Pseudogenic features, with respect to functional units, can be summarized as follows: (i) a higher evolutionary rate; (ii) a higher number of methylation-related mutations due to deamination (C→T and G→A) and therefore a lower GC content; and (iii) a higher free energy of the secondary structure of the transcript, resulting in a lower stability. All these features are consequences of the loss of selective constraints implying that, under the neutral mutation hypothesis, the fate of new mutations is determined almost completely by genetic drift (Li et al. 1984).

Our analyses showed that 8 of the 23 haplotypes found (34.8%) present pseudogenic characteristics. This high representation of pseudogenes in the cloned fragments of the studied genome could be explained through a preferential PCR amplification due to the lower GC content of these sequences, which allows easier denaturation of the DNA fragment during the PCR cycling (Wagner et al. 1994). Eventual contamination or amplification of organellar DNA was checked through a BLAST search (http://www. ncbi.nlm.nih.gov/BLAST/ ) and excluded.
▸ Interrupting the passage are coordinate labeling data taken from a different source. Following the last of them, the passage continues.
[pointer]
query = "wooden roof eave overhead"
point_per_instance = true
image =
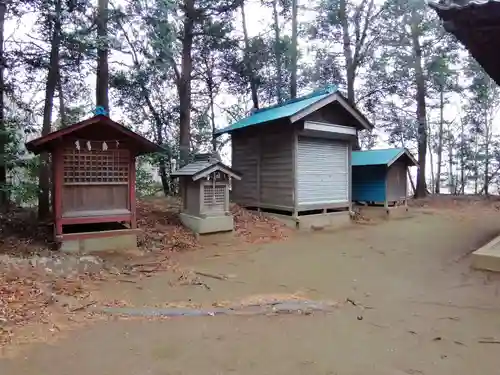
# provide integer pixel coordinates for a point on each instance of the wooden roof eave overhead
(476, 24)
(46, 143)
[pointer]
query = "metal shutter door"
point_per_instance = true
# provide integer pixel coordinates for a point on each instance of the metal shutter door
(322, 171)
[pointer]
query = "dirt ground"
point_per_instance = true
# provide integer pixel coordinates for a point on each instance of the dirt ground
(417, 308)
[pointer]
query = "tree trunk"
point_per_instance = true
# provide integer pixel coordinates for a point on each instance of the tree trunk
(184, 84)
(421, 190)
(210, 85)
(486, 153)
(452, 183)
(102, 76)
(4, 195)
(462, 157)
(293, 63)
(246, 57)
(161, 162)
(50, 88)
(277, 52)
(348, 55)
(440, 140)
(476, 167)
(62, 106)
(412, 184)
(431, 159)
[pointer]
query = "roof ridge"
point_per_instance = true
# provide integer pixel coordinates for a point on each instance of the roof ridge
(329, 89)
(383, 149)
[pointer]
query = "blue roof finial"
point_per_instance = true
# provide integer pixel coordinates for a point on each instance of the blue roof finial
(330, 88)
(99, 110)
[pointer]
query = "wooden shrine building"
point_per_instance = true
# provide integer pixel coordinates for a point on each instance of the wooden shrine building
(295, 157)
(205, 183)
(379, 177)
(93, 182)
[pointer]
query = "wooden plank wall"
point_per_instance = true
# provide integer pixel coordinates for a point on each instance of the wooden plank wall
(396, 182)
(245, 161)
(94, 197)
(266, 161)
(276, 171)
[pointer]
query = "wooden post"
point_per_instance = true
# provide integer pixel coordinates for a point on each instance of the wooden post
(58, 181)
(132, 199)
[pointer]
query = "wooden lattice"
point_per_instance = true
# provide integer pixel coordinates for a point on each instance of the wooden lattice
(214, 198)
(96, 166)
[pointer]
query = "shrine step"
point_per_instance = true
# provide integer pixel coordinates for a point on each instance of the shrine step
(88, 242)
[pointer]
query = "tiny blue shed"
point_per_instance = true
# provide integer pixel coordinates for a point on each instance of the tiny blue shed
(380, 176)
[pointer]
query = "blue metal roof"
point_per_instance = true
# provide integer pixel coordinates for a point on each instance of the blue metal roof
(380, 157)
(279, 111)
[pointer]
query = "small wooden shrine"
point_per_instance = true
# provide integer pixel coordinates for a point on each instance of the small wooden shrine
(93, 181)
(205, 190)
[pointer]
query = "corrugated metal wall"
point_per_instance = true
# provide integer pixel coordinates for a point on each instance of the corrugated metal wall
(322, 171)
(368, 183)
(396, 182)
Although differences in stability of secondary structure between 5.8S functional and pseudogenic sequences seem not to be statistically significant, rates of evolution for 5.8S putative pseudogenes were much higher with respect to the functional ones, indicating that processes leading to the formation of pseudogenes have been acting in these sequences. High levels of ITS intragenomic variability has been shown in few marine photosyntetic organisms (e.g., Caulerpa [Famà et al. 2000], Fucus [Serrão et al. 1999], Macrocystis [Coyer et al. 2001]), while the only other marine angiosperm in which low ITS intraindividual polymorphism has been described is Posidonia oceanica (Capiomont, unpublished data).

The ever-growing evidence of the presence of pseudogenic sequences for the ITS region could lead to a reconsideration of the observed intragenomic variability in marine photosynthetic organisms. More studies are needed in order to verify if the presence of pseudogenes in H. stipulacea represents a particular feature of this species or if it is also characteristic of other phylogenetically related seagrass species.

In conclusion, the present study is the first report of the presence of high intraindividual polymorphism and pseudogenes in the rDNA of a marine angiosperm and represents another indication that cautions must be taken when using ITS regions in phylogenetic studies.